With that in mind, my proposal would be as follows:

  • Turn the ring-road into a one-way system around its entirety.
  • Close the road by the station except for taxis, buses, cycles and access.
  • Replace roundabout junctions with signaled crossroads designed to Cyclops standards, or provide separated cycleways around the perimeter of key roundabouts where these facilitate better traffic flow.
  • Redevelop the area around the station, to open up the space and relocate the bus interchange as planned but also ensure space is provided for secure all-weather cycle storage, and cycle and scooter hire.

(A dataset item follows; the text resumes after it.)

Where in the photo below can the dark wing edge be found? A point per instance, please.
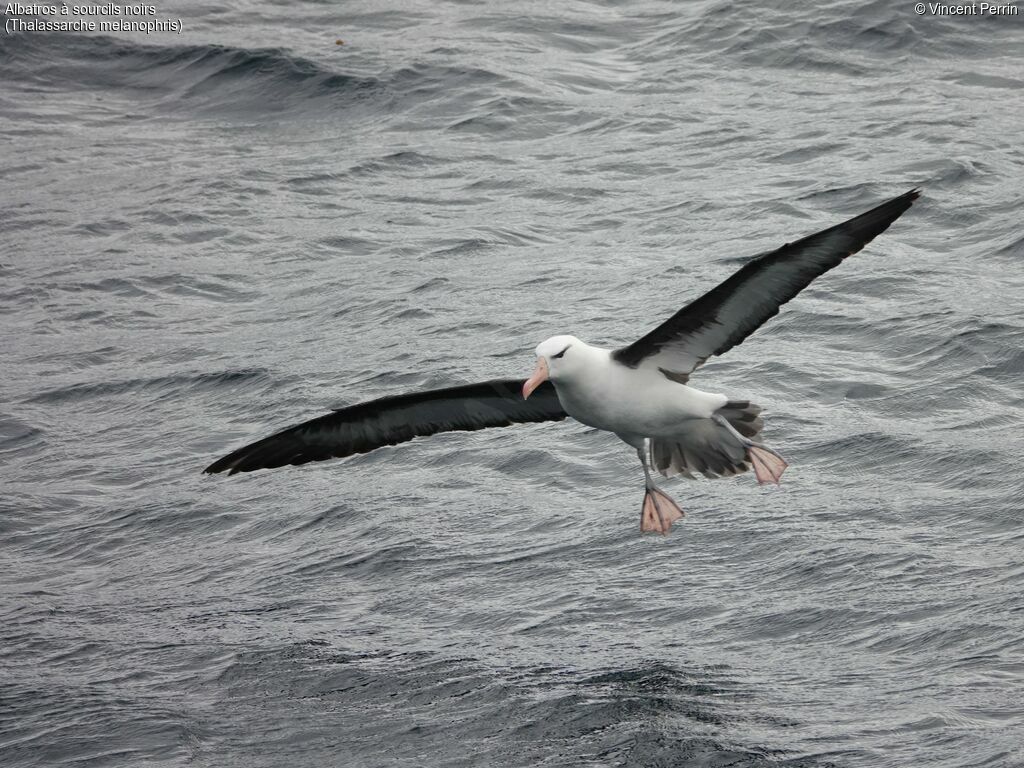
(728, 313)
(388, 421)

This plan should allow for space around the road’s entirety to keep a minimum of two general traffic lanes plus separated bi-directional cycleways with good footpaths (though facilities may be squeezed slightly at the north of the road where space is most restricted). Whilst drivers may need to make a short diversion compared to now in order to reach their destinations, this would not be excessive, while those cycling can still take a more direct route.

Conclusion

The chance to make significant changes to a major road doesn’t come up often. There is an opportunity now for Warwickshire County Council to make a real difference, to show boldness and vision in acknowledgement of the requirement to not only curb the growth in motor traffic, but to even reduce it.

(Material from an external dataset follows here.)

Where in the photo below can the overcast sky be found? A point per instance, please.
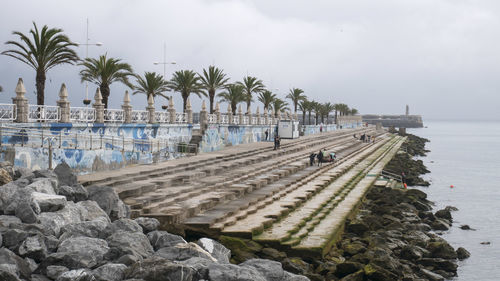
(441, 57)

As things stand and if the existing plans are adopted without changes, Warwickshire is missing this chance and once again showing how out-dated its mindset is with regard to transport policy – something that has been shown all too clearly this year with the debacle over the Emegency Active Travel Fund.

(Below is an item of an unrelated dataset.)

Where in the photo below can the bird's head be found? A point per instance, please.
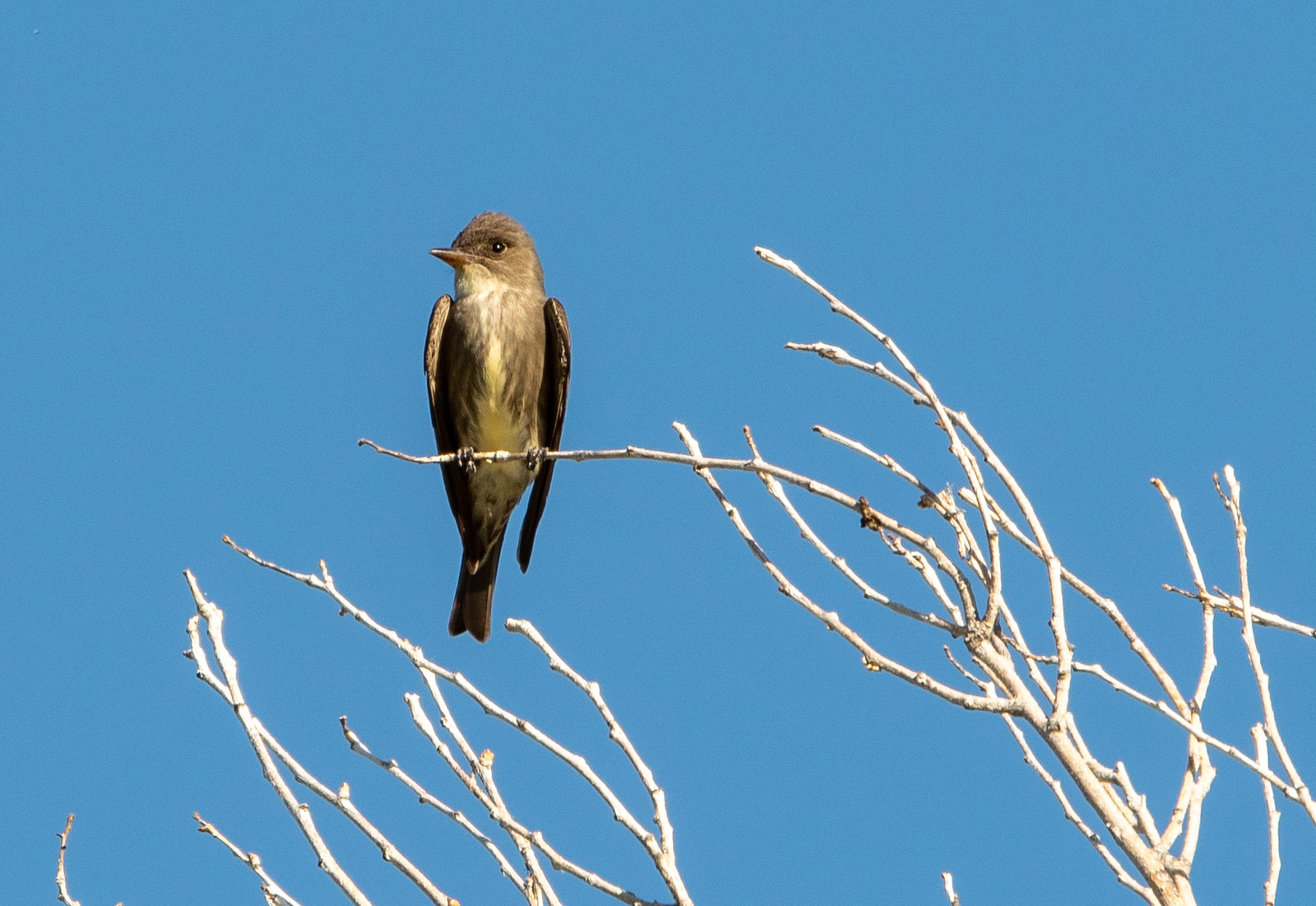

Elsewhere in the country, other local authorities are making progress. Admittedly, a lot of that progress is in the cities but enabling a mode shift to cycling for local transport must not be limited to the larger conurbations – improvements must apply to the smaller towns and even villages too if there is to be a real shift nationally in how people get around their local areas.

Transforming Nuneaton must include transformation in transport, not just changing road layouts to enable and accomodate more and more motor traffic – this is not a transformation; it is a stagnation which chokes the town of its potential.